A leur grande surprise, il se mit soudain à tomber une pluie tropicale. Surpris par la violence de l’averse, les voyageurs se réfugièrent sous les arbres à larges feuilles pour se protéger de l’ondée. En quelques instants, tout fut détrempé, la terre devint meuble et glissante. Comme la pluie ne s’arrêtait pas et forcissait, leur position devint instable, ils décidèrent d’avancer le long du gouffre pour trouver un emplacement plus sécurisé sur des rochers. L’averse devenait diluvienne et ils ne pouvaient plus se protéger sous les branches.

 

Alors que rien ne le laissait soupçonner, les eaux se mirent brusquement à monter dans la gorge et se transformèrent en un torrent de boue qui charriait des débris et arrachait tout sur son passage. Ils ne savaient plus s’il fallait avancer ou s’arrêter, mais la situation devenait dramatique. Brutalement, sous la force de la rivière devenue fleuve infernal, les berges ramollies furent disloquées, la falaise se délita et le groupe des voyageurs fut coupé en deux, ceux qui étaient devant furent emportés par la vitesse du courant. Tizian qui était en tête fut entraîné le premier plus vite encore que les autres, et soudain il tomba avec Borée dans ce qui restait du gouffre. Tizian fut accroché comme dans un filet par des branches d’arbres et des lianes qui poussaient sur les flancs, mais le cheval fila porté par la boue sauvage et sombra dans les profondeurs de l’abîme.

 

Tous étaient muets de stupeur devant la soudaineté de l’incident et la disparition brutale de Borée. Emprisonné dans les arbres, Tizian avait le visage couvert de griffes et en sang, il était à moitié assommé sous le choc et il pleurait comme un enfant la perte de son cheval. Il se sentait humilié et malheureux.
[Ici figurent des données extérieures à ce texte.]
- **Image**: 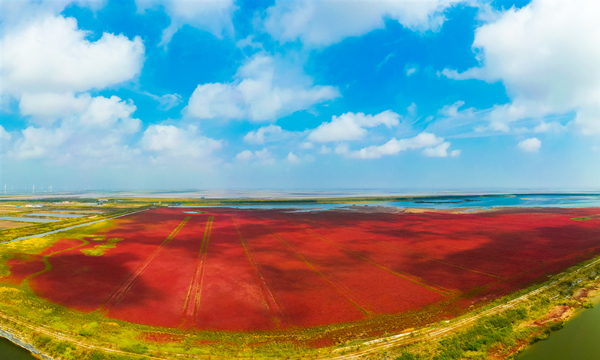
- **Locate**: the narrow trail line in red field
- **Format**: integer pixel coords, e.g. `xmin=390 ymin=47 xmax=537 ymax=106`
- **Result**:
xmin=263 ymin=224 xmax=376 ymax=315
xmin=100 ymin=216 xmax=191 ymax=311
xmin=181 ymin=216 xmax=214 ymax=326
xmin=369 ymin=238 xmax=505 ymax=279
xmin=231 ymin=216 xmax=289 ymax=327
xmin=304 ymin=227 xmax=453 ymax=296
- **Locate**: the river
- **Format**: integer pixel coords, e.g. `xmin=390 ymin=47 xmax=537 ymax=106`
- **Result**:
xmin=517 ymin=298 xmax=600 ymax=360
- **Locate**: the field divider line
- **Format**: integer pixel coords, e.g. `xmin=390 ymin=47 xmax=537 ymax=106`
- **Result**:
xmin=0 ymin=209 xmax=150 ymax=245
xmin=231 ymin=216 xmax=289 ymax=327
xmin=369 ymin=239 xmax=504 ymax=279
xmin=193 ymin=217 xmax=214 ymax=321
xmin=304 ymin=227 xmax=454 ymax=296
xmin=100 ymin=216 xmax=191 ymax=311
xmin=181 ymin=216 xmax=214 ymax=326
xmin=323 ymin=259 xmax=600 ymax=360
xmin=263 ymin=224 xmax=376 ymax=315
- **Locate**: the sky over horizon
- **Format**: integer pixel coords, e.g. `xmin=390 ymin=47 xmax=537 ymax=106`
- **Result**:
xmin=0 ymin=0 xmax=600 ymax=192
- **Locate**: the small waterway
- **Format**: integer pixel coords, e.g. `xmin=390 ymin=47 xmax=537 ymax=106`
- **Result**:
xmin=174 ymin=194 xmax=600 ymax=211
xmin=0 ymin=337 xmax=36 ymax=360
xmin=517 ymin=298 xmax=600 ymax=360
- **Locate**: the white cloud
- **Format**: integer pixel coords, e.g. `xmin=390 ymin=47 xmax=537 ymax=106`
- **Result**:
xmin=14 ymin=94 xmax=141 ymax=164
xmin=319 ymin=145 xmax=331 ymax=155
xmin=244 ymin=125 xmax=284 ymax=144
xmin=19 ymin=93 xmax=137 ymax=131
xmin=235 ymin=150 xmax=254 ymax=161
xmin=140 ymin=125 xmax=221 ymax=161
xmin=348 ymin=132 xmax=458 ymax=159
xmin=517 ymin=138 xmax=542 ymax=152
xmin=19 ymin=93 xmax=92 ymax=123
xmin=423 ymin=142 xmax=450 ymax=157
xmin=0 ymin=16 xmax=144 ymax=96
xmin=142 ymin=91 xmax=181 ymax=111
xmin=185 ymin=54 xmax=340 ymax=121
xmin=333 ymin=143 xmax=350 ymax=155
xmin=235 ymin=148 xmax=275 ymax=165
xmin=135 ymin=0 xmax=237 ymax=46
xmin=438 ymin=100 xmax=474 ymax=119
xmin=0 ymin=125 xmax=12 ymax=144
xmin=287 ymin=151 xmax=300 ymax=164
xmin=264 ymin=0 xmax=466 ymax=47
xmin=442 ymin=0 xmax=600 ymax=134
xmin=308 ymin=110 xmax=400 ymax=142
xmin=533 ymin=121 xmax=567 ymax=133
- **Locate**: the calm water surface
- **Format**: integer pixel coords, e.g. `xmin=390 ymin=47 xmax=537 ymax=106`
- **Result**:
xmin=0 ymin=338 xmax=36 ymax=360
xmin=517 ymin=301 xmax=600 ymax=360
xmin=189 ymin=194 xmax=600 ymax=211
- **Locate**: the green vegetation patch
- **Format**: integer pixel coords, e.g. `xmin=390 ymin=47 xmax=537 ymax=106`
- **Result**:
xmin=81 ymin=238 xmax=123 ymax=256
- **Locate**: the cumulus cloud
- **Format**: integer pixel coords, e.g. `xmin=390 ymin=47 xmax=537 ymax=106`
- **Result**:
xmin=0 ymin=16 xmax=144 ymax=96
xmin=19 ymin=93 xmax=136 ymax=129
xmin=140 ymin=125 xmax=222 ymax=161
xmin=442 ymin=0 xmax=600 ymax=134
xmin=185 ymin=54 xmax=340 ymax=121
xmin=142 ymin=91 xmax=181 ymax=111
xmin=14 ymin=95 xmax=141 ymax=164
xmin=348 ymin=132 xmax=460 ymax=159
xmin=308 ymin=110 xmax=400 ymax=142
xmin=517 ymin=138 xmax=542 ymax=152
xmin=264 ymin=0 xmax=460 ymax=47
xmin=235 ymin=148 xmax=275 ymax=164
xmin=244 ymin=125 xmax=285 ymax=144
xmin=533 ymin=121 xmax=567 ymax=133
xmin=287 ymin=151 xmax=300 ymax=164
xmin=0 ymin=125 xmax=11 ymax=141
xmin=135 ymin=0 xmax=237 ymax=46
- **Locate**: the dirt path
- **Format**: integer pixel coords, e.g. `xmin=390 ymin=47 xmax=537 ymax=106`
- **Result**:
xmin=322 ymin=259 xmax=600 ymax=360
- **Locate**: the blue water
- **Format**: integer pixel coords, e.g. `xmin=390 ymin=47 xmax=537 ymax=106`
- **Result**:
xmin=0 ymin=216 xmax=60 ymax=223
xmin=175 ymin=194 xmax=600 ymax=211
xmin=25 ymin=213 xmax=87 ymax=218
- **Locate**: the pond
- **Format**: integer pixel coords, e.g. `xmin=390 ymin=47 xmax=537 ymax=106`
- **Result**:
xmin=517 ymin=298 xmax=600 ymax=360
xmin=0 ymin=338 xmax=36 ymax=360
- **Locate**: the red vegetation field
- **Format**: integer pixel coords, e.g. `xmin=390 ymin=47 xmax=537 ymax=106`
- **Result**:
xmin=0 ymin=208 xmax=600 ymax=331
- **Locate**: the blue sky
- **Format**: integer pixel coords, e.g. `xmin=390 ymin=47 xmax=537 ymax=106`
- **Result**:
xmin=0 ymin=0 xmax=600 ymax=191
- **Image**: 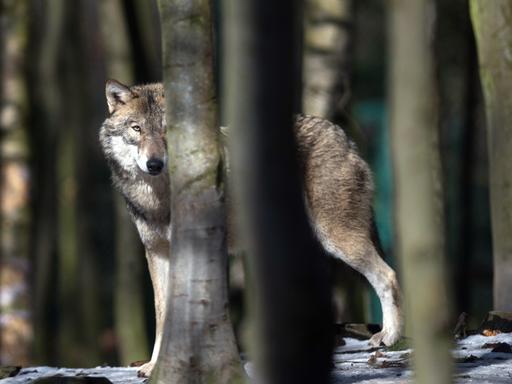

La pluie diluvienne continuait à tomber et tous étaient trempés jusqu’aux os, les cheveux collaient aux visages et les vêtements alourdis pesaient lourdement.

 

Rose s’était précipitée vers Tizian, aussitôt suivie par Zeman et Zilia, Poil Noir bondissait entre eux en aboyant d’une voix rauque. Avec beaucoup de précautions car le sol était mou et glissant, ils délivrèrent Tizian in extremis avant que les racines de l’arbre ne cèdent sous la pression de la boue. Zeman lui prodigua aussitôt des soins avec le peu de potions qui lui restaient. Poil Noir lui léchait les mains tandis que Rose penchée vers lui lui parlait avec douceur. Zilia maintenait les chevaux et les caressait sur le museau pour les calmer et pour qu’ils ne s’enfuient pas par peur du déluge.

 

Entre les deux groupes, la terre s’était fendue en une faille qui allait en s’élargissant, et il était impossible que les compagnons se rejoignent. Depuis l’autre côté de l’abîme qui se creusait de minutes en minutes, Girolam hurla à Zilia avec de grands gestes qu’ils se reverraient en face, une fois qu’ils auraient trouvé un moyen de traverser la rivière en crue.

 

Zilia hocha la tête en signe d’assentiment. Pour la première fois depuis le début du voyage, elle se sentait découragée, sans la force ni la volonté de poursuivre une aventure si cruelle. Peinée pour son frère et attristée elle aussi par la mort de Borée, elle rassembla les rênes des trois chevaux qui restaient et s’approcha à son tour de Tizian. Eostrix perché sur son épaule lui donna quelques coups de bec dans le cou, lui rappelant à sa manière qu’il fallait tenir coûte que coûte, jusqu’au bout de l’histoire.